O domínio da norma culta de nada vai adiantar a uma pessoa que não tenha seus direitos de cidadão reconhecidos plenamente, a uma pessoa que viva numa zona rural[…]>>. Até aqui, fica mais ou menos evidente a visão de Bagno a respeito da norma culta escrita e do seu ensino nas escolas. Porém, o que também ficou evidente para nós é o apelo emocional que constante- mente ele dirige aos seus leitores, fazendo referência à má governação (?) de políticos brasileiros (provavelmente) não esquerdistas. Ora, essa é uma postura que nos parece incorrecta, pois fica difícil perceber qual fenómeno o autor quer analisar de facto, visto que coloca todos os “problemas” num único recipiente.

É certo que uma análise linguística também implica olhar para fenómenos políticas, mas, sob pena de comprometer os resultados da pesquisa, o investigador precisa de assumir uma postura neutra em relação ao fenómeno (linguístico, cultural, social, etc.) que analisa e ser o mais transparente possível. O que se disse acima fica mais evidente quando se lê, na página 71, a seguinte pergunta: <<Vale- rá mesmo a pena promover a “ascensão social” para que alguém se enquadre dentro desta sociedade em que vivemos, tal como ela se apresenta hoje?>>.

Aqui, Bagno sugere que, pelo caos social que se verifica, é bom que não se promova a ascensão social, esquecendo- se de que não cabe à norma culta (nem a escrita, nem a oral) orientar a acção ético-moral dos indivíduos. Ou ele está, outra vez, a misturar os assuntos para forçar apelo emocional? E ainda diz que o <<domínio da norma culta de nada vai servir a uma pessoa que não tenha acesso […] aos empregos bem remunerados, à participação ativa e consciente nas decisões políticas que afetam sua vida e a de seus concidadãos>>, como se um dos itens mencionados aí fosse o objectivo da norma culta.

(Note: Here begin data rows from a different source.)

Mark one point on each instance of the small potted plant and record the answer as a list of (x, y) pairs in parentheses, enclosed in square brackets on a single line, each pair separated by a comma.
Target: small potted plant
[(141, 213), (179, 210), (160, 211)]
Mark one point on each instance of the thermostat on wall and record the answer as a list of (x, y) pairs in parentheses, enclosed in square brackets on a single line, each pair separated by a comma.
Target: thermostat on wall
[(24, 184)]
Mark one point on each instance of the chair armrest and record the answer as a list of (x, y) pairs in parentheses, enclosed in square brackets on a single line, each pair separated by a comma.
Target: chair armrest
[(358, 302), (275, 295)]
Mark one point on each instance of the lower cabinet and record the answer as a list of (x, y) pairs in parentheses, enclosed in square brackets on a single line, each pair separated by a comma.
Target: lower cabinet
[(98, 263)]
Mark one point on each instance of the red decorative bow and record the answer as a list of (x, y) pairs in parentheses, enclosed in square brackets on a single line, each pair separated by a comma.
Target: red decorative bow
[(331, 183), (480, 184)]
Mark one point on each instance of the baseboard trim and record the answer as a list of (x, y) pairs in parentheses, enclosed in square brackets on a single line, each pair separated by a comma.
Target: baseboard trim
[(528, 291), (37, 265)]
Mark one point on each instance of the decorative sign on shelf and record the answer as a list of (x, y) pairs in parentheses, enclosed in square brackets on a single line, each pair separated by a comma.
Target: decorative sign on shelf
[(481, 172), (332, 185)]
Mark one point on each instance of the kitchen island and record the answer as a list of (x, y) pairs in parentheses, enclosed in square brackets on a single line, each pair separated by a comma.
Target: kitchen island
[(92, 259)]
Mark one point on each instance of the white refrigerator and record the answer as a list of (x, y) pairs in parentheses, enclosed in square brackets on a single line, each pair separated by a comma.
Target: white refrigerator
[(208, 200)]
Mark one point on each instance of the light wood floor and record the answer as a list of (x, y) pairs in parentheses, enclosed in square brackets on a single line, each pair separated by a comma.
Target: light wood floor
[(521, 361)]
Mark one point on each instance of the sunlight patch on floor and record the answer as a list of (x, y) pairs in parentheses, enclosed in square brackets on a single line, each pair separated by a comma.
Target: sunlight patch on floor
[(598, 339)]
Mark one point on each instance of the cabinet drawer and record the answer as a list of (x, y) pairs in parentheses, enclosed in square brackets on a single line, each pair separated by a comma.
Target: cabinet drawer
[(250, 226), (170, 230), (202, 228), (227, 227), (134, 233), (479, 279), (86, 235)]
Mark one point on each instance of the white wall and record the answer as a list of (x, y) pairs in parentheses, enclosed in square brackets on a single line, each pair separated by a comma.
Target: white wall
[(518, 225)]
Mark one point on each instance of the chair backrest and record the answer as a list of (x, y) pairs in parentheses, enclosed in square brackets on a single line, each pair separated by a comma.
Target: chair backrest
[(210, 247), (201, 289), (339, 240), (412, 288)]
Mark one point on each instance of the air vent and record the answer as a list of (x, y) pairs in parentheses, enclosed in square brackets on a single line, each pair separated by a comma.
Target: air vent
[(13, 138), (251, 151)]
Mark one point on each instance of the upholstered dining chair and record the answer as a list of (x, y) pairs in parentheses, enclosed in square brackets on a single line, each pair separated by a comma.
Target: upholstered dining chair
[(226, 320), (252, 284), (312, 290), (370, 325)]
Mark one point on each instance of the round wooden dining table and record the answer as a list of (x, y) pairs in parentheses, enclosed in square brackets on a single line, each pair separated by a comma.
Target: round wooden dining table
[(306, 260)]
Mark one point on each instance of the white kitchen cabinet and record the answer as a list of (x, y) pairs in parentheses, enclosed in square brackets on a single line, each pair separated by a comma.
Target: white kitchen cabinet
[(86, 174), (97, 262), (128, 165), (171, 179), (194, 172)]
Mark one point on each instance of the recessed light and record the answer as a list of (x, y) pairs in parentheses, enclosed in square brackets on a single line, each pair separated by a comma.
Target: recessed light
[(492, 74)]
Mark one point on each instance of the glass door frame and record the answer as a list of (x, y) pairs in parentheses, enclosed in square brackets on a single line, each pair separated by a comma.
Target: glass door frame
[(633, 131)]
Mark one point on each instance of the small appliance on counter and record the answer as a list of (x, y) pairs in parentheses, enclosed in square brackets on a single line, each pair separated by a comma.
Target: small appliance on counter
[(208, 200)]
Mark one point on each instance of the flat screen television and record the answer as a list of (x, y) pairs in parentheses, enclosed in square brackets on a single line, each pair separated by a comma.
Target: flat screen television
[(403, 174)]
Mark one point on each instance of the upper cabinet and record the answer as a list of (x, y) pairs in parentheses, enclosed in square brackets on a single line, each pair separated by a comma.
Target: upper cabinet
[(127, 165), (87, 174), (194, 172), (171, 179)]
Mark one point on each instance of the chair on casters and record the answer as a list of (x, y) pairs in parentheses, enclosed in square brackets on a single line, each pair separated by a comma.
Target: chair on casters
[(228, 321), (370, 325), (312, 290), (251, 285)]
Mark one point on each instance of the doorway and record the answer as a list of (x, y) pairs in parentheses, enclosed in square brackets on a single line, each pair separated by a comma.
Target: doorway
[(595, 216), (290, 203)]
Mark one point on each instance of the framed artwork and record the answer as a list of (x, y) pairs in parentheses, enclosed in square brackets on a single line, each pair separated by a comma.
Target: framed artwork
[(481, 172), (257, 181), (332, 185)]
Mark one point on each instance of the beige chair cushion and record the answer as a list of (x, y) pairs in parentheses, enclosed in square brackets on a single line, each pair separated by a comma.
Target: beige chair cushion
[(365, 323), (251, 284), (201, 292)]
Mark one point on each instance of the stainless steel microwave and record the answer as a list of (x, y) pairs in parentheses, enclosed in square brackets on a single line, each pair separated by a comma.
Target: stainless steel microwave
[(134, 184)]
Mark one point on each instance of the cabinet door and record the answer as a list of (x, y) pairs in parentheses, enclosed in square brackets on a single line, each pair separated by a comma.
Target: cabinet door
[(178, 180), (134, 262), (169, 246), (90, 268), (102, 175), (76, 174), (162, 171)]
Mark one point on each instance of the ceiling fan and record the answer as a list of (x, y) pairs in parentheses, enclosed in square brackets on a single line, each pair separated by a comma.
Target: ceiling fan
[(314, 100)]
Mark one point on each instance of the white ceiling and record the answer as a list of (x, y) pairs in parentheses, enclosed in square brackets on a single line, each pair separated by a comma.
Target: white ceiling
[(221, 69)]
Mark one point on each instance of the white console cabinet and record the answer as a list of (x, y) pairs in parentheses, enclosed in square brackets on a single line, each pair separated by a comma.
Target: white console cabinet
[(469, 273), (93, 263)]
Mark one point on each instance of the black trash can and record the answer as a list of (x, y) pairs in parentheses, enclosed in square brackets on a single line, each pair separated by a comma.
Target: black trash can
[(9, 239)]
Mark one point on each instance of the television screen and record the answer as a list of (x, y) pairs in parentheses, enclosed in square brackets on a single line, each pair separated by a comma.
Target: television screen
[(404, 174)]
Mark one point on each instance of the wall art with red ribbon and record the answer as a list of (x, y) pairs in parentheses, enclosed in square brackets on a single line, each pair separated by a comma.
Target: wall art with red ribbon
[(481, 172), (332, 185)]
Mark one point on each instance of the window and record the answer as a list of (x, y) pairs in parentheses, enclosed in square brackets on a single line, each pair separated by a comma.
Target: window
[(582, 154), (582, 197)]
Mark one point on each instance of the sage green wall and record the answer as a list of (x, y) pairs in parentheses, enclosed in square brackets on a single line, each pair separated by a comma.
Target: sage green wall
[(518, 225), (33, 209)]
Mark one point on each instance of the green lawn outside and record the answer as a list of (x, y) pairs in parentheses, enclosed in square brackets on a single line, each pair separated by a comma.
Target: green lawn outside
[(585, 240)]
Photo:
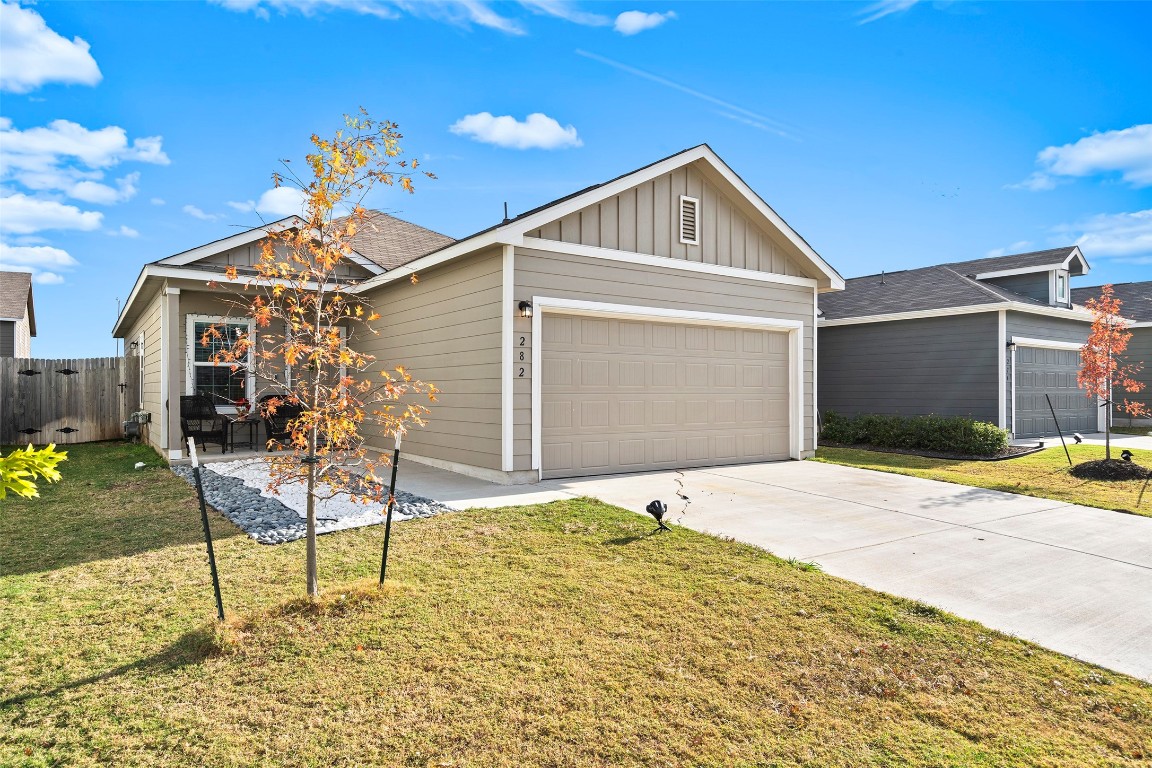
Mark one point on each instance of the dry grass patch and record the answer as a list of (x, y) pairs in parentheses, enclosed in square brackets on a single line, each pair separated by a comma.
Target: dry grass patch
[(1045, 474), (559, 635)]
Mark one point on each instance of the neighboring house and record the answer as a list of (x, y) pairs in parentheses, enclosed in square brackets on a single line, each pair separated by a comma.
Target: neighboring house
[(671, 324), (1136, 305), (17, 316), (986, 339)]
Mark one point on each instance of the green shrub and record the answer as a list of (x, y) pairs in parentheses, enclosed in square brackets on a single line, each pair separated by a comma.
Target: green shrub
[(955, 434)]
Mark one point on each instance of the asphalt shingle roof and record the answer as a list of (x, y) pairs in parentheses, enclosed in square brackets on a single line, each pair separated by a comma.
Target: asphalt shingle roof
[(16, 296), (391, 242), (933, 288), (1136, 298), (1014, 261)]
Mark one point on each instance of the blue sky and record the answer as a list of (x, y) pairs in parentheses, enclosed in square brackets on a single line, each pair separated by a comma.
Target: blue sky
[(889, 135)]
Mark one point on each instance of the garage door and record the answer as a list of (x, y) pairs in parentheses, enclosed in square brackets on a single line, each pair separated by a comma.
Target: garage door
[(1051, 372), (626, 395)]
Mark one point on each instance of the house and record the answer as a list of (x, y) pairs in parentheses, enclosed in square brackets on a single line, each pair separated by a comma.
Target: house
[(987, 339), (1136, 305), (17, 316), (661, 319)]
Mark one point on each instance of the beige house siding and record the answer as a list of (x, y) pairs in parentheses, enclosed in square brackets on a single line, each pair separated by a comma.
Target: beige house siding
[(540, 273), (645, 219), (446, 331), (149, 322)]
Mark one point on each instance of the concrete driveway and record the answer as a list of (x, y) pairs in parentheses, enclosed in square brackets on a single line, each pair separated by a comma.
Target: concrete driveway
[(1071, 578)]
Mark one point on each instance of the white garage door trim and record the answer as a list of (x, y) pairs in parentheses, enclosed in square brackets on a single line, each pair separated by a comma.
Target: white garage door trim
[(552, 305)]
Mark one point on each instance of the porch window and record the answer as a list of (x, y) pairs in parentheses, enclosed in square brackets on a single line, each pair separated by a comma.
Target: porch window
[(206, 377)]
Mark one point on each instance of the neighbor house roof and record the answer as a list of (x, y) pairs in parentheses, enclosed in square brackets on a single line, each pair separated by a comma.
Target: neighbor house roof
[(1136, 298), (16, 298), (942, 287)]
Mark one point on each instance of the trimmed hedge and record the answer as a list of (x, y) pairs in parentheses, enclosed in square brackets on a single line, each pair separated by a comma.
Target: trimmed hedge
[(950, 434)]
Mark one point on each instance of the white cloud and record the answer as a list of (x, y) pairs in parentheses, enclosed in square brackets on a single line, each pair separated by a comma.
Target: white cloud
[(196, 213), (1113, 235), (883, 8), (43, 261), (460, 13), (732, 111), (35, 54), (47, 279), (1127, 152), (536, 131), (46, 149), (278, 202), (24, 215), (567, 12), (631, 22), (1018, 246), (36, 256)]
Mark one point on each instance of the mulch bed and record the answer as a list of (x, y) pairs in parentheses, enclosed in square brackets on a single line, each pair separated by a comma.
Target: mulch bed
[(1010, 451), (1109, 470)]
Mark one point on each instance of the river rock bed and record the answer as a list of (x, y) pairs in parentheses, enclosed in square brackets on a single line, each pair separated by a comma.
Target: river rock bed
[(237, 491)]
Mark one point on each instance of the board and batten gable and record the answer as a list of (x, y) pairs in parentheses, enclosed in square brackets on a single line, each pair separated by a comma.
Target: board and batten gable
[(569, 276), (446, 331), (946, 365), (645, 219)]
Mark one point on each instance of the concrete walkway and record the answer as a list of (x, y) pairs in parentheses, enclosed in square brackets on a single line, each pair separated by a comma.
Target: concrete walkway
[(1071, 578)]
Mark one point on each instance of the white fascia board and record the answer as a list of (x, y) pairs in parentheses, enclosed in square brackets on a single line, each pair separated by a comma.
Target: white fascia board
[(251, 236), (665, 261), (1046, 311), (1045, 343), (181, 273), (228, 243), (1020, 271)]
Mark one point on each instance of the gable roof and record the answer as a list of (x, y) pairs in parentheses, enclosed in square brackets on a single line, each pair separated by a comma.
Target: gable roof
[(389, 242), (512, 232), (942, 287), (16, 298), (1136, 298), (1054, 258)]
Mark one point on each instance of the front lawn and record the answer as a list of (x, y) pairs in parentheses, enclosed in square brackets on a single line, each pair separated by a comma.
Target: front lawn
[(558, 635), (1043, 474)]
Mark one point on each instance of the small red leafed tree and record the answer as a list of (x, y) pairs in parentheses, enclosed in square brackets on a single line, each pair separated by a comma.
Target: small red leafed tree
[(305, 317), (1103, 367)]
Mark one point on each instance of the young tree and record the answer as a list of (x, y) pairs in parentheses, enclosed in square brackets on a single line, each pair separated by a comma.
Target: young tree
[(304, 317), (1103, 369)]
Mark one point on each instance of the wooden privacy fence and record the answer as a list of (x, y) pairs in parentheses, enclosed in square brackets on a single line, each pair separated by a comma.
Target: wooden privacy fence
[(66, 401)]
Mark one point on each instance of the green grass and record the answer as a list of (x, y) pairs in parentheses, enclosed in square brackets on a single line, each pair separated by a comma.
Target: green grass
[(559, 635), (1044, 474)]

Seria bom se Bagno dissesse qual gramático afirma que a aprendizagem da norma culta faz com que o indivíduo tenha, só por dominá-la, empregos bem remunerados, por exemplo. Do contrário, as suas afirmações só servirão de disfarce ideológico que se aproveita da ciência para pregar interesses próprios, políticos. Ademais, quem lhe disse que ascensão social consiste apenas em ocupar <<o topo da pirâmide social, económica e política do país>>? Os que ganham a vida como faxineiros, os cidadãos que varrem as ruas, etc., não ascenderam? Há mais: diz que <<o domínio da norma culta de nada vai adiantar a uma pessoa que não tenha seus direitos de cidadão reconhecidos plenamente>>, esquecendo-se de que negar a quem quer que seja o direito de aprender uma norma linguística é também um acto de injustiça social e uma forma de perpetuar as desigualdades.

Assim, não nos parece sensato deixar de promover a ascensão social por via do ensino da norma culta ou por outra via. Precisamos de melhorar as metodologias de ensino e criar políticas educativas mais inclusivas. E não é culpa da norma culta (escrita ou oral) que a riqueza de um país esteja toda estagnada nas mãos duma minoria: é da incompetência de líderes autocratas, corruptos. Portanto, é errado utilizar a norma para mostrar descontentamento pelos erros de um gestor público. Há evidências de que a norma gramatical é um excelente trampolim nas relações humanas e na conquista de empregos, todavia não é o único e nem sempre é o mais eficiente. Fim?